ARB users had more comorbidity than non-users, such as cardiovascular disorders, which entail an increased risk,  acting as a potential confounding factor. This could explain why the risk estimate adjusting for only the matching variables was in fact increased. However, we have scrutinized this connection in several ways; first, after adjusting for cardiovascular disorders, which have been shown to increase risk of acute pancreatitis in a previous paper . After this adjustment, which was a way of taking confounding by indication into account, the association between ARB and acute pancreatitis was negative. Thus, indicating a potential protective effect for ARB. From the outset, we expected comorbidity in general to be a potential confounding factor relying on previous research and therefore included a comorbidity index, based on number of individual medications [23, 32]. Number of distinct medications had a large impact on the estimated relative risk of acute pancreatitis both in the stratified analysis (data not shown), and as a covariate in the multivariable regression model indicating the importance of comorbidity as a confounding factor. Second, we performed an analysis restricted to users of any cardiovascular/antihypertensive drug, and in this subsample looked into the association between ARB and acute pancreatitis. The protective association was present in the model adjusting for matching variables, suggesting that in comparison to other hypertensive patients prescribed other drugs, the relative risk of ARB was decreased in contrast to the increased risk associated with ACE-inhibitors. (Additional file 2: Table S3).

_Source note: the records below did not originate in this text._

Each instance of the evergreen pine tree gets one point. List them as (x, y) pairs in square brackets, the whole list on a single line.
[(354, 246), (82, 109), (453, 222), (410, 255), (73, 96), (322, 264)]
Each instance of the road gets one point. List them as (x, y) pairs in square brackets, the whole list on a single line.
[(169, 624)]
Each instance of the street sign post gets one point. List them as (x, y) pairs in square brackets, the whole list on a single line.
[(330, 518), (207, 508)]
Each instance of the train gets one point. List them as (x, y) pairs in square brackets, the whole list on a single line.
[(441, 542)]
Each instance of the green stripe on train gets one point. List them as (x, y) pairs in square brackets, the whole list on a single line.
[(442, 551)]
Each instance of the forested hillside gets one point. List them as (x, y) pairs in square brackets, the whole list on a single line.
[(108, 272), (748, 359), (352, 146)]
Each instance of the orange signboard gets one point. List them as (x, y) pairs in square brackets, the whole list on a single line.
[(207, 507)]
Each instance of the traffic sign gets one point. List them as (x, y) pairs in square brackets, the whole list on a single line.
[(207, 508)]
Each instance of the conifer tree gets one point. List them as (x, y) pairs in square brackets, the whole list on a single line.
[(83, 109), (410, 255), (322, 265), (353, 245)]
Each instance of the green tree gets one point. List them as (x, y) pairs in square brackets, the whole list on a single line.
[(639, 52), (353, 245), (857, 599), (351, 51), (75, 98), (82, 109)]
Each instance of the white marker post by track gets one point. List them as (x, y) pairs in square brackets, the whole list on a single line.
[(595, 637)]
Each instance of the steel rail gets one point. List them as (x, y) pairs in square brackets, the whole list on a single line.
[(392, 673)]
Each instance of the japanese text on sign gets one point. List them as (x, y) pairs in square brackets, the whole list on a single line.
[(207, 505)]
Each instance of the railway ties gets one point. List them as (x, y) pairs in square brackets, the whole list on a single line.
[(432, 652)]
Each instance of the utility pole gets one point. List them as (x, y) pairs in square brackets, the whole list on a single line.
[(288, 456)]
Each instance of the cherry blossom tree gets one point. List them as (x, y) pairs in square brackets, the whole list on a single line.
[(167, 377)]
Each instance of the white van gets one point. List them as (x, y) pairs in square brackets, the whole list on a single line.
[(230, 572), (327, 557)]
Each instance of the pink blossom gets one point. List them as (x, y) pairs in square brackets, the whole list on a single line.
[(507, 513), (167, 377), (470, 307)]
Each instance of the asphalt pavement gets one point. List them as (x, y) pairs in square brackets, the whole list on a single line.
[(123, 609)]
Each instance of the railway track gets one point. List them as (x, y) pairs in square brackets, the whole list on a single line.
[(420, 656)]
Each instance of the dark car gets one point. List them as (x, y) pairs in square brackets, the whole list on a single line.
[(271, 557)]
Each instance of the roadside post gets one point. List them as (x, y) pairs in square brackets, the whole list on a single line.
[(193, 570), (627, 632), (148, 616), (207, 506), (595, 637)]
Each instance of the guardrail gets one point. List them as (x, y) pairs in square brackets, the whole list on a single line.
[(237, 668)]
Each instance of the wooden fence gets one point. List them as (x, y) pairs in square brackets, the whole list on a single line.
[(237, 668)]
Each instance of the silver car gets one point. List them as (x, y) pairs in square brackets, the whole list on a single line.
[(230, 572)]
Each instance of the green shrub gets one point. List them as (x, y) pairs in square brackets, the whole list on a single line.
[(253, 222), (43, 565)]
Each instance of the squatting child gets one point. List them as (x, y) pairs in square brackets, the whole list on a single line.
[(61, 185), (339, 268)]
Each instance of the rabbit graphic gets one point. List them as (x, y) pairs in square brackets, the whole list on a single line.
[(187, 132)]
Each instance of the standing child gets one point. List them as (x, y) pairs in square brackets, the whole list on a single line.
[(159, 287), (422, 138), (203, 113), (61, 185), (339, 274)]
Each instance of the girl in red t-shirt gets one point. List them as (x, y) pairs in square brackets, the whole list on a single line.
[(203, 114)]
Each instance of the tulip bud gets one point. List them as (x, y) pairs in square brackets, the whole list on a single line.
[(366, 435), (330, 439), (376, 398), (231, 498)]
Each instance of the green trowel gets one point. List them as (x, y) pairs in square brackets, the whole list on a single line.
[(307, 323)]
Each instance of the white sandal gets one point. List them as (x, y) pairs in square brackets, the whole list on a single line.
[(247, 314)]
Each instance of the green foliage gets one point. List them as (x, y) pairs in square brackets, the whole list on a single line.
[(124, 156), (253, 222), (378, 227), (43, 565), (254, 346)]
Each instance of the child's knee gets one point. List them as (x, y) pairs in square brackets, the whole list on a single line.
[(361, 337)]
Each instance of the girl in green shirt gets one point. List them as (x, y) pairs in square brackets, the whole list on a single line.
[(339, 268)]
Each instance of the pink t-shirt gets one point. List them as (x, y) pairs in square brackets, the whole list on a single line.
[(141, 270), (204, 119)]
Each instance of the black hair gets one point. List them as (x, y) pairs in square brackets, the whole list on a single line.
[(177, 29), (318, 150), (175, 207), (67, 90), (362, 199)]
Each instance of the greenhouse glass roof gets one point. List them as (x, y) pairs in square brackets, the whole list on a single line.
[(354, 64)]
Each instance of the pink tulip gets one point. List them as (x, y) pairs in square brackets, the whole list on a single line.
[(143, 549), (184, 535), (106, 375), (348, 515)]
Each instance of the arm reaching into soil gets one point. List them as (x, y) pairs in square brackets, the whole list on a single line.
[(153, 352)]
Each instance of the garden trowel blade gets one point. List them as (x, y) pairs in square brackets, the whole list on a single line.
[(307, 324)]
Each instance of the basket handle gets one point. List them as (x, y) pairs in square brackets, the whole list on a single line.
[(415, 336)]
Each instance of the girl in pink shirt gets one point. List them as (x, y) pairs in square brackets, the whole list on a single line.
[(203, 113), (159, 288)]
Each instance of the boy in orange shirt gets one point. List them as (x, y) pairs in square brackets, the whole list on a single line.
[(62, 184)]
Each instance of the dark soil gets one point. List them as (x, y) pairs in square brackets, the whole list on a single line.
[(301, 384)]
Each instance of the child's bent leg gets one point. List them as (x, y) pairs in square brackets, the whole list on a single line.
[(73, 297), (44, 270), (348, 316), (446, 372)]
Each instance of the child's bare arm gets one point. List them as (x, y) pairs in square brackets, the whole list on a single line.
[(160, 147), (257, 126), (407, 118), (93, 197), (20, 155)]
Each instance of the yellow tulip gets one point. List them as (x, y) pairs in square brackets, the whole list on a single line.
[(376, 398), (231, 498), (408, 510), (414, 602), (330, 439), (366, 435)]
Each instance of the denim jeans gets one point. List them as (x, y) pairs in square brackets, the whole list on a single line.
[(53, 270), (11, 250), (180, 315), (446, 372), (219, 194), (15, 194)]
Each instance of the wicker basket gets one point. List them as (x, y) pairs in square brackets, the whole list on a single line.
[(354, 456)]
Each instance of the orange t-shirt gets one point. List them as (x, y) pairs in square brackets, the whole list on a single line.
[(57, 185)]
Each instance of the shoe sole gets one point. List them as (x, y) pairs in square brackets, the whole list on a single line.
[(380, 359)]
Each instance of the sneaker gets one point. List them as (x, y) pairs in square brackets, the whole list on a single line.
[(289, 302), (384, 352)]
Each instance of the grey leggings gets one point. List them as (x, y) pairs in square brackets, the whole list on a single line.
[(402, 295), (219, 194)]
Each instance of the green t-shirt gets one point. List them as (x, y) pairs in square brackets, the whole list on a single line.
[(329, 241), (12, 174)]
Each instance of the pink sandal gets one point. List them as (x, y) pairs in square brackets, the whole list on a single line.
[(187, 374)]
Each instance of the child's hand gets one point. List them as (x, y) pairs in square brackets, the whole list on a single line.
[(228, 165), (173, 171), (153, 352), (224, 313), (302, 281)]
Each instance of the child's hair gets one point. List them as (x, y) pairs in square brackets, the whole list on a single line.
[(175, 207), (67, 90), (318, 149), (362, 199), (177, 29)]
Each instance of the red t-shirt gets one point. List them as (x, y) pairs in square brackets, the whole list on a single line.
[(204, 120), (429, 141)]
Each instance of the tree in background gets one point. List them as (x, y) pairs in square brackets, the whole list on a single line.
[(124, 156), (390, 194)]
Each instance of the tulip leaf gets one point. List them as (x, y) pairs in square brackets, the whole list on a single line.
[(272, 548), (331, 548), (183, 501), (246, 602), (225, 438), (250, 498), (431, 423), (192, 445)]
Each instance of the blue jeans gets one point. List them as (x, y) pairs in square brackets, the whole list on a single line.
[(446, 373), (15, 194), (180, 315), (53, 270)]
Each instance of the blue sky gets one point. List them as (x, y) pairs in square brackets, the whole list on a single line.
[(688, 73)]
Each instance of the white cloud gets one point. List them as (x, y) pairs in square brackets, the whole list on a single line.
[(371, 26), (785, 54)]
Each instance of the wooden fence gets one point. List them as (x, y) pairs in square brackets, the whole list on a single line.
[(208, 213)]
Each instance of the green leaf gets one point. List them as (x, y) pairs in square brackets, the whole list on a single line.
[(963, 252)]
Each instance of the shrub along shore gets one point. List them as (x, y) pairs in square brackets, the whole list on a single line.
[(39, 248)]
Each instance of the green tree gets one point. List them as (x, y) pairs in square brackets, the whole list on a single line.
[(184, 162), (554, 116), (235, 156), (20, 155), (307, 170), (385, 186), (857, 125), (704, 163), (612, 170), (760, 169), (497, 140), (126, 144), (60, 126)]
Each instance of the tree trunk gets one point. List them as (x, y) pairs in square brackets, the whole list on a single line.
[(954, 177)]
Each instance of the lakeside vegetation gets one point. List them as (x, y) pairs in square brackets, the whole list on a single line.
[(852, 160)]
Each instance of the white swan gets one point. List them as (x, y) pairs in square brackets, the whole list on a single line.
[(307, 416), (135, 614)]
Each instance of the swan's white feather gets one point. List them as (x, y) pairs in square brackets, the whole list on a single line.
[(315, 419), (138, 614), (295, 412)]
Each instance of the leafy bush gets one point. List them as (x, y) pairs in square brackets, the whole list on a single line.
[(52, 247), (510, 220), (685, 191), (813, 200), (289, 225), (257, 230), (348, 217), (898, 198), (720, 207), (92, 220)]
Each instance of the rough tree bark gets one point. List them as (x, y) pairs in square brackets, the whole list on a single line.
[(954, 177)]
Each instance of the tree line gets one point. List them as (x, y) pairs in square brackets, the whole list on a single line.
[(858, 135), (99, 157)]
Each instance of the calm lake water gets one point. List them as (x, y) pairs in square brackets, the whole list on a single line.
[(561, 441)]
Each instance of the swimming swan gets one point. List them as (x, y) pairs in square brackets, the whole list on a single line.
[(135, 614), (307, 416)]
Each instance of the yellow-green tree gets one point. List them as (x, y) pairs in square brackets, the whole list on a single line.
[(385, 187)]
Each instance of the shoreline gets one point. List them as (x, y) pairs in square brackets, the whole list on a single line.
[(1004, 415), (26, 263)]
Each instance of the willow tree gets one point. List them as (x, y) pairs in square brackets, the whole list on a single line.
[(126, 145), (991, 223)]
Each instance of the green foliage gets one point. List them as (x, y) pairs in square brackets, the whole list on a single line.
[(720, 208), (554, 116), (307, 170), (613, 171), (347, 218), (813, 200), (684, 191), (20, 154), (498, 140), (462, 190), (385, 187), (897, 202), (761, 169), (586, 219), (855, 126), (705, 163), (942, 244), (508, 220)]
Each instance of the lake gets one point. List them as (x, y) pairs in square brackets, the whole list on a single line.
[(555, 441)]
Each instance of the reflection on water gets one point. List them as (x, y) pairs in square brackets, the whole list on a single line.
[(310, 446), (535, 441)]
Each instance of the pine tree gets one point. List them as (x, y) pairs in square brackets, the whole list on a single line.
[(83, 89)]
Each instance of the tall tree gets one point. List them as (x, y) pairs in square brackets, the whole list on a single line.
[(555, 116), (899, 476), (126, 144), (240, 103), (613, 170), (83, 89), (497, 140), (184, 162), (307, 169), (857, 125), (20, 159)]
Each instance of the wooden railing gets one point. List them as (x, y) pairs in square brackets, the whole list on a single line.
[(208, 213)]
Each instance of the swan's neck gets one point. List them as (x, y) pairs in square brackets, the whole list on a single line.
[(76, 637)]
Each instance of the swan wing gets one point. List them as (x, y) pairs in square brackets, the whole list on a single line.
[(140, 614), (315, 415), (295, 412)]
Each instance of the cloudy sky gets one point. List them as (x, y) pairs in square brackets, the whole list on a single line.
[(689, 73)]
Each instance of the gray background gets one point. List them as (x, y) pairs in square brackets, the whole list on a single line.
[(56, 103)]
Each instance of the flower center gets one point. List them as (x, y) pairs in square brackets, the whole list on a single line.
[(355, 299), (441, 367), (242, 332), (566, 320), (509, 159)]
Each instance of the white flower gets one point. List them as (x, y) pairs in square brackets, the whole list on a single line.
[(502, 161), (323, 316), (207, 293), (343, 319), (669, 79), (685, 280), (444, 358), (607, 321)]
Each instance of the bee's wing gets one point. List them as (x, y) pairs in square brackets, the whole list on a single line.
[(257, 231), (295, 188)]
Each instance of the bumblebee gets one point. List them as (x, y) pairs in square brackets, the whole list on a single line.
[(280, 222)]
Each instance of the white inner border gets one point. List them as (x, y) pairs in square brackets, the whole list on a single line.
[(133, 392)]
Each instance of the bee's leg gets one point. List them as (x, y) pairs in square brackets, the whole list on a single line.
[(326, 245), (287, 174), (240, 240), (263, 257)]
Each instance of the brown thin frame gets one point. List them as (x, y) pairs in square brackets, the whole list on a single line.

Additionally, to evaluate the risk of confounding by indication, we compared the result for ARB with ACE-inhibitors. ACE-inhibitors have similar indications, but for which we did not hypothesize a protective relationship of acute pancreatitis. In the full multi-variable model a positive association for ACE-inhibitors was found. However, ARB use was negatively associated with acute pancreatitis after adjustment in the full multi-variable model. Hence, this supports the main finding of a separate and potentially protective association between ARB and acute pancreatitis, and also reduces the risk of confounding by indication.
Also, when we evaluated the effect of degree of severity of pancreatitis, as shown in Table 3, the effect of ARB was seen across all severities of acute pancreatitis.
The duration of ARB use seemed to be important as indicated by the lower risk seen in users with more than 6 months of usage. We believe that the effect of ARB usage is a long-term effect reducing inflammation and thereby increasing the threshold of initiating an episode of pancreatitis. Regarding dosage, our data set did not include such data, but subsequent studies need to investigate this issue.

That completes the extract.